Dáil debates

Tuesday, 24 November 2015

Finance Bill 2015: Report Stage

 

6:40 pm

Photo of Michael NoonanMichael Noonan (Limerick City, Fine Gael) | Oireachtas source

I move amendment No. 1:

In page 8, line 9, to delete “and” and substitute the following:“(iii) to insert the following after subsection (4):
“(5) Subject to subsection (7), where relevant emoluments are paid on 31 December in a tax year or, if that year is a leap year, on 30 or 31 December in that year (referred to in this section as the ‘relevant date’) to an individual who is paid weekly or fortnightly, the part of aggregate income specified in column (1) of Part 1 or column (1) of Part 2, as appropriate, of the Table to this section shall be increased by—
(a) where the individual is paid weekly, one-fifty second of the amounts referred to in the appropriate column, and

(b) where the individual is paid fortnightly, one-twenty sixth of the
amounts referred to in the appropriate column, but where the relevant emoluments paid on the relevant date is less than the increase provided in paragraph (a) or (b), as appropriate, the increase in the part of the aggregate income shall be limited to the amount of the relevant emoluments.

(6) Where subsection (5) applies in respect of an individual, each amount of aggregate income referred to in subsections (1) and (3) and section 531AM(2) shall be increased by—
(a) where the individual is paid weekly, one-fifty second of the amount, and

(b) where the individual is paid fortnightly, one-twenty sixth of the amount,
but where the amount of the relevant emoluments paid on the relevant date is less than the increase provided in paragraph (a) or (b), as appropriate, the increase shall be limited to the amount of the relevant emoluments.

(7) Subsection (5) shall not apply where the normal day on which relevant emoluments are paid to an individual, who is paid weekly or

fortnightly, during a tax year changes either during that year or the preceding year.”,
and”.

The purpose of these amendments is to address an issue whereby an employee may suffer a fall in net income in his or her last payment of the year in a week-53 or fortnight-27 year. USC rate bands for employees are divided equally across the year, assuming a 52-week and a 26-fortnight year. However, a calendar year consists of 52 weeks and one day, or 52 weeks and two days in a leap year. As a result, once every five or six years for weekly paid employees, the additional day will be a payday, resulting in 53 paydays falling within the calendar year. Similarly, once every ten or 12 years, a fortnight 27 arises for fortnightly-paid employees. As no USC rate bands remain for that year, the full amount of the pay is liable to higher rates of USC, resulting in a lower net income for the employee in that week or fortnight.

The same issue arises for income tax purposes. The regulations provide for an additional set of credits and rate bands to be allowed in a week-53 or fortnight-27 year.
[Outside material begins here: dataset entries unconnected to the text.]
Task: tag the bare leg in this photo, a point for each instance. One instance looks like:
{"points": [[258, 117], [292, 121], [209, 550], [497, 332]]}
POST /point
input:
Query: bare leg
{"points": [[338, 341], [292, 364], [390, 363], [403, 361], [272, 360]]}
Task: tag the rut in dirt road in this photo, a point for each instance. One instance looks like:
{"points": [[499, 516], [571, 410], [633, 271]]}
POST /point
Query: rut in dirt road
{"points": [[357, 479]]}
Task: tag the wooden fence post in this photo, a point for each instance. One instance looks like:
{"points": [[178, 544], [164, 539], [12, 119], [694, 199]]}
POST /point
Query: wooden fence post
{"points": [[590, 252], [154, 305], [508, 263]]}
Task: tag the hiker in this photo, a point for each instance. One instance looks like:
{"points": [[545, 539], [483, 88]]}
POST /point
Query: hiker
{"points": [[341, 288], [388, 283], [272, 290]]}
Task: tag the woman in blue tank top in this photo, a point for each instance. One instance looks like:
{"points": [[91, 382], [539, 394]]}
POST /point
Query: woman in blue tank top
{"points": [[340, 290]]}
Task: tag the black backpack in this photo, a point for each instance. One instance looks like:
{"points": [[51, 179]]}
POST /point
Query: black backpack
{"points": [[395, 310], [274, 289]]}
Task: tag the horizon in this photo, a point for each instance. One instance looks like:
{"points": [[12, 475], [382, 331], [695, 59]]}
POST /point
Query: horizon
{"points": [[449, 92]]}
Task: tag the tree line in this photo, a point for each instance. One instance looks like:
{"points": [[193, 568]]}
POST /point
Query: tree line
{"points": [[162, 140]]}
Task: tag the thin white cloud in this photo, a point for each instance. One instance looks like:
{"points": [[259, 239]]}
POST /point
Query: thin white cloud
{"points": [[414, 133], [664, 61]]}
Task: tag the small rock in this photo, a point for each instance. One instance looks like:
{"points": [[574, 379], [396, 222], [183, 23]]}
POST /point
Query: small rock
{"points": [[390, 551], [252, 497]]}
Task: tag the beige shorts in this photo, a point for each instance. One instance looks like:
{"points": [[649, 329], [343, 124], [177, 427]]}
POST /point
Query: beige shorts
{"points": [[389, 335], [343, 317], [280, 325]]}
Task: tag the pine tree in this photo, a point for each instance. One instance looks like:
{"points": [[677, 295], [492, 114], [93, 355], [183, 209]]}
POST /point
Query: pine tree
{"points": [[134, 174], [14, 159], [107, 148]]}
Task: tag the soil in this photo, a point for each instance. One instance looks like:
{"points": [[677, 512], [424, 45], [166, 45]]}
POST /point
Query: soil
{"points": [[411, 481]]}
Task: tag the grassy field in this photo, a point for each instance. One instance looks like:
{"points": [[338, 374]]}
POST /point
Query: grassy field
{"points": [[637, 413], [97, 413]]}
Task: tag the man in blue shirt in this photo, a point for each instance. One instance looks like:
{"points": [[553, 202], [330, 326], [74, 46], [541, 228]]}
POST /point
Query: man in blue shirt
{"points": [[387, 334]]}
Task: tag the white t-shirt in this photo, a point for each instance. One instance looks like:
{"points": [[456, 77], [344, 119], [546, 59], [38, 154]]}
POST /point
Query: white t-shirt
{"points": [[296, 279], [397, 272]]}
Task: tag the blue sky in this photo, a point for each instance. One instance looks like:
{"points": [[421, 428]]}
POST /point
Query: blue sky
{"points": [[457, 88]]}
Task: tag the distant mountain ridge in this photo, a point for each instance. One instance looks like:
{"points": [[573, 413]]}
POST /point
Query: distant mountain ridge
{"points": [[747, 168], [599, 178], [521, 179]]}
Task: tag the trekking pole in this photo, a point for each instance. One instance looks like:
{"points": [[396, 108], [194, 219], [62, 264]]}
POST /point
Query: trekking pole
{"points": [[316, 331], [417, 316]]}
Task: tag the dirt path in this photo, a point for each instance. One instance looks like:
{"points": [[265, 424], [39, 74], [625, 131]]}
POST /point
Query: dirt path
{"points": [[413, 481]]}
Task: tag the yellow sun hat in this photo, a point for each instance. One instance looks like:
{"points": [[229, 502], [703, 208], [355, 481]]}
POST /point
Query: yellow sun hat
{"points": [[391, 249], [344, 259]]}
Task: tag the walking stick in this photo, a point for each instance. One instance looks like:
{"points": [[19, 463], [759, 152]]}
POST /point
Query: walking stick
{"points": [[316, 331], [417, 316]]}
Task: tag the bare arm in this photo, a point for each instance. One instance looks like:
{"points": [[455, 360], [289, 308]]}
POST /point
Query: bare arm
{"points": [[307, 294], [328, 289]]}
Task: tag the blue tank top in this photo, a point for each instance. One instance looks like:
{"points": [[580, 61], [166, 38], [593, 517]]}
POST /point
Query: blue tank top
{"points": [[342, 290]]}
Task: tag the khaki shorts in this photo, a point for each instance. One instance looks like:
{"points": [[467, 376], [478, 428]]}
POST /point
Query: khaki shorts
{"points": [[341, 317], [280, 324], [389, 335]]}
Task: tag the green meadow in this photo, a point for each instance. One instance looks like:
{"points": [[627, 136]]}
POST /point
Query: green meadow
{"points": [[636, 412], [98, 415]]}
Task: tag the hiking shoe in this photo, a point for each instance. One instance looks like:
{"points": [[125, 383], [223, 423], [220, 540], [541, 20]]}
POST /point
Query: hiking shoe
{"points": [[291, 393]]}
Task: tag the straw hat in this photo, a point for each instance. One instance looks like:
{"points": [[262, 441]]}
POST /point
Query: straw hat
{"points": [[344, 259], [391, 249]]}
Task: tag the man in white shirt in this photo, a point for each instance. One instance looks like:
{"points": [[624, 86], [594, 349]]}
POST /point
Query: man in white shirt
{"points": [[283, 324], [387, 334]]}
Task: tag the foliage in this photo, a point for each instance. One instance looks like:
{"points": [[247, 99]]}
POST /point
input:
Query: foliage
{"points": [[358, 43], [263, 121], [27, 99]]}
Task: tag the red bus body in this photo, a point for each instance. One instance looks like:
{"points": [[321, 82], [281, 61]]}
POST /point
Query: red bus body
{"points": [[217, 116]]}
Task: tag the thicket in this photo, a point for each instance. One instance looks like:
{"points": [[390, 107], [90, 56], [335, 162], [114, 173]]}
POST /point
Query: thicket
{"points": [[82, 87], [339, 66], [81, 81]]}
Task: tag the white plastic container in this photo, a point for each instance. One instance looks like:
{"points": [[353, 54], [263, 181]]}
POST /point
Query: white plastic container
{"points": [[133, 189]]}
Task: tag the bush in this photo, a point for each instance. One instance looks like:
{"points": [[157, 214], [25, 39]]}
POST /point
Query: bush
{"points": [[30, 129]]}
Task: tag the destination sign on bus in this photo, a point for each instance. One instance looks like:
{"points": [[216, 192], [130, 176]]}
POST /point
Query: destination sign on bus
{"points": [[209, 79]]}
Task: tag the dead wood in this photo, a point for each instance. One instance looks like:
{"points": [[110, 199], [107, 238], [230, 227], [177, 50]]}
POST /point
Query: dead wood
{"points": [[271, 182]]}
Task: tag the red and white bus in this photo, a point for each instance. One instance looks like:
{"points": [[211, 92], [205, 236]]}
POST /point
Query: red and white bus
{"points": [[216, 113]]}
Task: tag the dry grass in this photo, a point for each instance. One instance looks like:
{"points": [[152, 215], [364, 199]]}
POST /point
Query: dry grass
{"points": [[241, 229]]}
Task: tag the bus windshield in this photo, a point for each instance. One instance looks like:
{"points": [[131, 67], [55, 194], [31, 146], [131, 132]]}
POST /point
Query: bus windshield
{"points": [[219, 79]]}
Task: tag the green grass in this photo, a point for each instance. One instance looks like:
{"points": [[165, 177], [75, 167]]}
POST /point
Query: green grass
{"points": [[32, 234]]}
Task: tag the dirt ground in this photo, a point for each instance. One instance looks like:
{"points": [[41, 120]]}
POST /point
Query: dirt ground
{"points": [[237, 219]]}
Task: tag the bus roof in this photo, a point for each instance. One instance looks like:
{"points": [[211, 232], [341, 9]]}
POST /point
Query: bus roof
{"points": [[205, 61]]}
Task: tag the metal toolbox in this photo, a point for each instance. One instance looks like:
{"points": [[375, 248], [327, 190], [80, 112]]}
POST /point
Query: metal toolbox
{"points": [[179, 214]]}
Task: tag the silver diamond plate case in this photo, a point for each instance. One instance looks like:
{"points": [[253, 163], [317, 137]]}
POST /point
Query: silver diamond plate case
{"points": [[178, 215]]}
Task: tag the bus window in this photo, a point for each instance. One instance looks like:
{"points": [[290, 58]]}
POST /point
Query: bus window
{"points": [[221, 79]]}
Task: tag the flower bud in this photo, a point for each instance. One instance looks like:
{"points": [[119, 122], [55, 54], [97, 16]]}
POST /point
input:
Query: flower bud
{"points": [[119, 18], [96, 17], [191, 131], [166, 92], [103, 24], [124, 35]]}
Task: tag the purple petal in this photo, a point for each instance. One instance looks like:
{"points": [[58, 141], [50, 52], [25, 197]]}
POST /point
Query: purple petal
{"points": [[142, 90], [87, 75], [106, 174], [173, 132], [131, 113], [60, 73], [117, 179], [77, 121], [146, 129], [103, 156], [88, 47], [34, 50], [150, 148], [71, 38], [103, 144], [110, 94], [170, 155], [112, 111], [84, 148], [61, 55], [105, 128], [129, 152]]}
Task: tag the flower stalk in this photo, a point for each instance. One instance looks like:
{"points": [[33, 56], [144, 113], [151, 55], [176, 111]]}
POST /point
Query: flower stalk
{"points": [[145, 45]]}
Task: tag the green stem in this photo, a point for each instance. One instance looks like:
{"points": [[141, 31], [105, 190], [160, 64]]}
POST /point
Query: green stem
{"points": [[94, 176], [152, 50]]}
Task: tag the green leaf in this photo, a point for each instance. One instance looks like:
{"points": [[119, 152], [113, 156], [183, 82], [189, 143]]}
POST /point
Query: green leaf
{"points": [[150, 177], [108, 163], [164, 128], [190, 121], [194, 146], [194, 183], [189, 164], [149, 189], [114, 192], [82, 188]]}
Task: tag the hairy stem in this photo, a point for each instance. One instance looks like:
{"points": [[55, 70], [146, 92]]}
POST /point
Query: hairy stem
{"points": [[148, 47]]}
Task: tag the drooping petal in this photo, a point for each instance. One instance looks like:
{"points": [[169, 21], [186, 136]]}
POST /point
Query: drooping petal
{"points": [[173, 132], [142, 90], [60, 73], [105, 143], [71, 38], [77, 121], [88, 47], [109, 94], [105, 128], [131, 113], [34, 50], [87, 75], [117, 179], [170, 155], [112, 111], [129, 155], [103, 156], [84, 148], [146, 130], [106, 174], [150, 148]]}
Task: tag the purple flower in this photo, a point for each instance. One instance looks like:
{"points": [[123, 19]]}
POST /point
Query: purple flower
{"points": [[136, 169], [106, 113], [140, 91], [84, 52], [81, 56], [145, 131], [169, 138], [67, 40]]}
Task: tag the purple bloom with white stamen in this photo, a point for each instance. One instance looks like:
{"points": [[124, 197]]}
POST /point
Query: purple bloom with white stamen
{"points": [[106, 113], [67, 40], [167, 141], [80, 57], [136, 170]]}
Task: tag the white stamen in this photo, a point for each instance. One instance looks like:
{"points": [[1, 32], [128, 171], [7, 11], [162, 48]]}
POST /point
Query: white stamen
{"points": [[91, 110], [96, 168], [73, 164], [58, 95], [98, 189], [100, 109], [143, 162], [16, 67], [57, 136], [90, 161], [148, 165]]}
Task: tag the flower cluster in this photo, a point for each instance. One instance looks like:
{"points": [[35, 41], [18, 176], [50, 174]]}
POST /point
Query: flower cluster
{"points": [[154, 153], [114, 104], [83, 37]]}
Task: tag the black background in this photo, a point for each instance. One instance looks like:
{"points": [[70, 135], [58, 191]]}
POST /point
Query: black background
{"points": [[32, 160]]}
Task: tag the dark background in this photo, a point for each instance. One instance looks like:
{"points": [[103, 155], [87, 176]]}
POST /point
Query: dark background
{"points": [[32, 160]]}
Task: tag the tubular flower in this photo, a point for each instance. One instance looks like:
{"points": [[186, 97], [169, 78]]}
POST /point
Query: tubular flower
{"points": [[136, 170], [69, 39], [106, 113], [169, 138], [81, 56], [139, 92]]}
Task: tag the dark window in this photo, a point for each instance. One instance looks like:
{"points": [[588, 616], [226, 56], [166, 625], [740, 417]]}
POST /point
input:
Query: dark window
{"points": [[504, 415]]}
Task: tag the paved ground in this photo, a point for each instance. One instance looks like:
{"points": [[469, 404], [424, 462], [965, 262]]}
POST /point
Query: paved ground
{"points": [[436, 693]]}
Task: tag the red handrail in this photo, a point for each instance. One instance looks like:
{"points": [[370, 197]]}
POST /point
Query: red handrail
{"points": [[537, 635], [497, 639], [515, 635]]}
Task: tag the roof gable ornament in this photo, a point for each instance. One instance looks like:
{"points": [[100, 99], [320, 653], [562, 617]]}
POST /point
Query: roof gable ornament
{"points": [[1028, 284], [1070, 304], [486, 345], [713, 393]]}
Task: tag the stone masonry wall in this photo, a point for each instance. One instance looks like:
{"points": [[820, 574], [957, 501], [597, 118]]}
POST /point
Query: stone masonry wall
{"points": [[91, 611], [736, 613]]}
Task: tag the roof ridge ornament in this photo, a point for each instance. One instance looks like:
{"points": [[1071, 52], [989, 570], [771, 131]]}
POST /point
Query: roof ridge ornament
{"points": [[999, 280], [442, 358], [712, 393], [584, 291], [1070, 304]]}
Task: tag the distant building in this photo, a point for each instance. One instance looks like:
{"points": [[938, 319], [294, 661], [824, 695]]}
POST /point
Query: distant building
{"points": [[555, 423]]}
This amendment will bring the application of USC into line with that of income tax, ensuring employees do not see a reduction in net pay as a result of the date on which their salary is paid. The amendment also ensures that those who are exempt from USC due to low income do not become liable solely as a consequence of having an additional payday in a year. It similarly provides that those who benefit from the exemption from the higher rate of USC, including those over 70 and medical card holders whose income does not exceed €60,000, will not inadvertently become liable at the full rate of USC as a consequence of the additional payday within the calendar year.

These amendments will come into effect for the current year, which means that individuals affected by this issue or who are due to be paid on 31 December this year will benefit from the changes.